What鈥檚 it like to take on a new role like this in the middle of a pandemic?

In many ways, if it wasn鈥檛 for this pandemic, I think on either side 鈥 the MOT side and my side 鈥 maybe we would have felt that things can keep continuing with incremental change, and maybe I might have been more than happy to have stayed playing my role at The Industry with my independent kind of outsider perspective, trying to effect change from the outside. But with everything happening, I thought this was really a moment to engage more deeply with these institutions and this notion of how to truly move this conversation forward 鈥 I would like to say for opera, but really beyond that, about the arts in general and what the arts can do to help us get through this difficult time.

Where did the parking structure performance idea come from?

It came about through a conversation with President and CEO Wayne Brown even before talking about the larger role of artistic director. He was the very first person in the opera world to reach out to me to say, 鈥楥an we think of something that can be done in a socially distant way, to be as safe as possible for our audiences and our artists?鈥 The opera house was not an asset we could deploy at this point, but we have another asset, which is the parking center, a seven-story parking center that is actually quite well designed.

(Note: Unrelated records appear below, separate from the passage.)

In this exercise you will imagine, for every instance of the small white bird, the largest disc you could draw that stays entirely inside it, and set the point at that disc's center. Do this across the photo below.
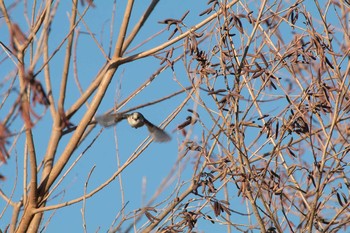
(135, 120)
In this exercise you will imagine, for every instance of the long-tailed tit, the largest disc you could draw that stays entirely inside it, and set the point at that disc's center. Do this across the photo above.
(135, 120)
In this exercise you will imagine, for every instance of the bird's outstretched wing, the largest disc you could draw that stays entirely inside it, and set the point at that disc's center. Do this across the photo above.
(109, 120)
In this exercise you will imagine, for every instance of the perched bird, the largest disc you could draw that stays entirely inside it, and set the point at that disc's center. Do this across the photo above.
(135, 120)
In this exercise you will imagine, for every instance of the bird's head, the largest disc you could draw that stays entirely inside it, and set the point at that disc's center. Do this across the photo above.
(136, 120)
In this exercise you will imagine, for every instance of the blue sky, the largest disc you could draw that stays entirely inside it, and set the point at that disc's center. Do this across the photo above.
(145, 175)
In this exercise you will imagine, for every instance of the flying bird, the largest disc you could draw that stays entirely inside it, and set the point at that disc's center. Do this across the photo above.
(135, 120)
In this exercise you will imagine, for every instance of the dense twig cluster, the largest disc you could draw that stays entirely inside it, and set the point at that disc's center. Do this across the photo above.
(269, 85)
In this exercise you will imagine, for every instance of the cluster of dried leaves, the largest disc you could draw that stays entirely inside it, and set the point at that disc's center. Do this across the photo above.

How do you view your role at MOT going forward?

My approach to MOT is going to be focused very much on evolution 鈥 evolving the art form 鈥 and by doing that, I hope to evolve the company. It鈥檚 about finding new audiences, making sure audiences see opera in a different light, and making sure audiences that already love the opera come along with us. It鈥檚 not going to be a revolution; it鈥檚 going to be an evolution.